There's also the difference in how these companies view business and threats. In MS' case, they see a threat in every business sector they don't control outright, and in many they do but where there are still upstarts who can't be bought, bullied, or sued. For companies like Google and others who rely on and develop OSS, competition means better software and improved opportunities for all.
MS isn't going away any time soon and there will always be a place for proprietary software. But increasingly proprietary solutions will be limited to niche professional markets (AutoCAD, ProTools, Premier etc), common applications will move from desktop to server and become platform-agnostic (office suites, email/calendaring, collaboration and versioning), and OSS apps will become increasingly robust and capable for armchair enthusiasts and pros alike (Ardour, GIMP, Cinelerra, My/PostgreSQL, etc).
MS can look for threats wherever it wants and they will find a lot. But the real threat doesn't come from any particular company, sector, or application. It's environmental -- the platform will simply become less and less relevant as time moves on. The real threat is that MS won't see this and won't react in time. It will be the beginning of the end as soon as there is a platform-neutral, drop-in replacement for Office + Outlook + Exchange + Sharepoint. We're not there yet, but the day is fast approaching.
The money machine which is Microsoft (Score:5, Informative)
Microsoft had a stand-out first quarter.
Each of the company's five business divisions showed double-digit revenue growth.
That was particularly important in the Client Div., the group where Microsoft counts Windows sales. There, revenue jumped 25%, to $4.1 billion, an astonishing gain for a mature market Microsoft Results Turn Heads [businessweek.com]
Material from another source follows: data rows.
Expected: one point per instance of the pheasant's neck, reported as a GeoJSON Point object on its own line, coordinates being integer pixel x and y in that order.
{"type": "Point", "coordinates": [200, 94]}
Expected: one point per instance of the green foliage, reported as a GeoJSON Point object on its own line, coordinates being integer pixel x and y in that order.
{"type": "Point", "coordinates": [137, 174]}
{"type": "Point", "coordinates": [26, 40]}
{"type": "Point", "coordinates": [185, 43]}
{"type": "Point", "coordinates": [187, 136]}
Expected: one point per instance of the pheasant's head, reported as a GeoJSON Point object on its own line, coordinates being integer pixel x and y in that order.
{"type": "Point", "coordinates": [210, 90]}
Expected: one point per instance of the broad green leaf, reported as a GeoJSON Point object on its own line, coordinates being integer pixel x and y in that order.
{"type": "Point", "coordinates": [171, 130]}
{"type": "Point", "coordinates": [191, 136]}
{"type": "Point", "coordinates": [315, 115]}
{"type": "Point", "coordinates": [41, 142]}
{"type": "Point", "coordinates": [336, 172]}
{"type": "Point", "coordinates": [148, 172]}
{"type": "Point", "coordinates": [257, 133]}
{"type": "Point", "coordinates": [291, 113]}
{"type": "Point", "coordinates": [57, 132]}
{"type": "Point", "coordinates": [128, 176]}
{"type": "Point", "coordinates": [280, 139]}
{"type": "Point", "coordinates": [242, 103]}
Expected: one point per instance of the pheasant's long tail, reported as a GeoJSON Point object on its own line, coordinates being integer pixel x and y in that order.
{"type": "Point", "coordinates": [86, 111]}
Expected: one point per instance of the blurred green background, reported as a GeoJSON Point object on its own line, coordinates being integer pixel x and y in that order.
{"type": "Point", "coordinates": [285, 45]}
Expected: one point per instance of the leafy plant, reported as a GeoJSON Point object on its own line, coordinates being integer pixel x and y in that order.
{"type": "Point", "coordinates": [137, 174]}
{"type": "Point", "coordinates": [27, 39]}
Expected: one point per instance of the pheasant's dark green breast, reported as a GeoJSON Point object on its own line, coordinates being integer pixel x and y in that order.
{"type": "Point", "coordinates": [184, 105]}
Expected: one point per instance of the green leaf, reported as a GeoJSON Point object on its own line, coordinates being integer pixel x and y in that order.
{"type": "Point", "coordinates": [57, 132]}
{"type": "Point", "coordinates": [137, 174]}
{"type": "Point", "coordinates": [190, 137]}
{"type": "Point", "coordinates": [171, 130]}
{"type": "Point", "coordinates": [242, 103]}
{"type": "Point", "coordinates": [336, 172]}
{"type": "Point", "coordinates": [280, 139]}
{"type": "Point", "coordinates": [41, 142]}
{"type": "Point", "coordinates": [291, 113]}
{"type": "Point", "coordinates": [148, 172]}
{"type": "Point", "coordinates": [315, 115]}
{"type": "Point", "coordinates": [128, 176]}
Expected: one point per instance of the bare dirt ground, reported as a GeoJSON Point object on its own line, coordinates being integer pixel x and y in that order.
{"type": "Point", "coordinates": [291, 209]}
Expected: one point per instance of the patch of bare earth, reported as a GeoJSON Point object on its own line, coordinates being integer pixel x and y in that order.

Retail sales of Office 2007 have been breathtaking, numbers so big that they are difficult to grasp:
Through end of November, U.S. retail PC software sales are up 10.3 percent year over year as measured in dollar volume...By comparison, Office sales are up 50.7 percent, by the same measure and in the same time frame.
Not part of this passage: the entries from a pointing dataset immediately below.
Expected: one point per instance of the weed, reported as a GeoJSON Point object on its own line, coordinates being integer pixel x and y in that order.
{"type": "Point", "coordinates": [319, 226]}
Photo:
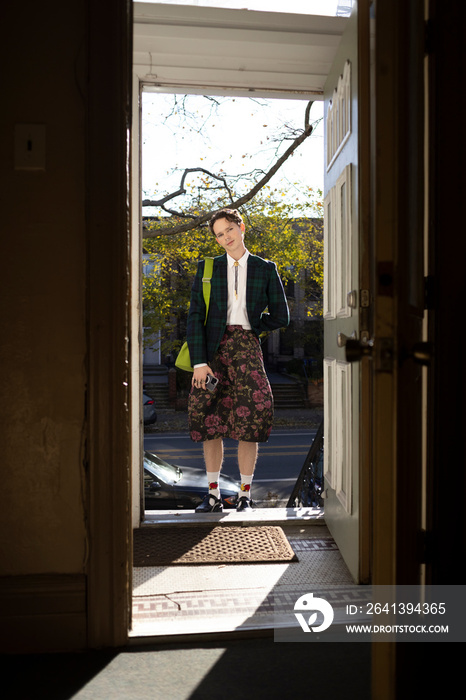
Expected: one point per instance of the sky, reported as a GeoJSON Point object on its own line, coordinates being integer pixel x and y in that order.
{"type": "Point", "coordinates": [233, 137]}
{"type": "Point", "coordinates": [236, 136]}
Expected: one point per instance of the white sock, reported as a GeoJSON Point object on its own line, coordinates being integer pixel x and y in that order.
{"type": "Point", "coordinates": [212, 482]}
{"type": "Point", "coordinates": [245, 485]}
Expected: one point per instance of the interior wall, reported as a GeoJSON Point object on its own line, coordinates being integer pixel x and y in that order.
{"type": "Point", "coordinates": [43, 297]}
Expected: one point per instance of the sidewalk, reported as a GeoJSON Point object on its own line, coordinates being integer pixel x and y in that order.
{"type": "Point", "coordinates": [177, 421]}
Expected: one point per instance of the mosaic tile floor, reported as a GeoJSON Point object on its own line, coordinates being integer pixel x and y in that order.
{"type": "Point", "coordinates": [224, 598]}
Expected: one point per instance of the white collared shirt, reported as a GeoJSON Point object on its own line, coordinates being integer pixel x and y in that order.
{"type": "Point", "coordinates": [236, 308]}
{"type": "Point", "coordinates": [237, 314]}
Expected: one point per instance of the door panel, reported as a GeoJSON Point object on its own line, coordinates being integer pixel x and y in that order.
{"type": "Point", "coordinates": [341, 300]}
"Here's the really interesting statistic," said...NPD's director of Software Industry Analysis. "Over two-thirds of the dollar volume growth in the U.S. retail PC software market in 2007 can be attributed to Microsoft Office. In other words, the ratio of Office dollar growth to total PC software growth is 67 percent."
The "magnitude of Office sales relative to the rest of the PC software market" is phenomenal, "It's the massively huge tail wagging the dog. If the senior execs at Best Buy, Office Depot, etc. don't buy Jeff Raikes [president of Microsoft's Business division] a beer the next time he's in town, something is seriously wrong." The Year of Office 2007 [microsoft-watch.com]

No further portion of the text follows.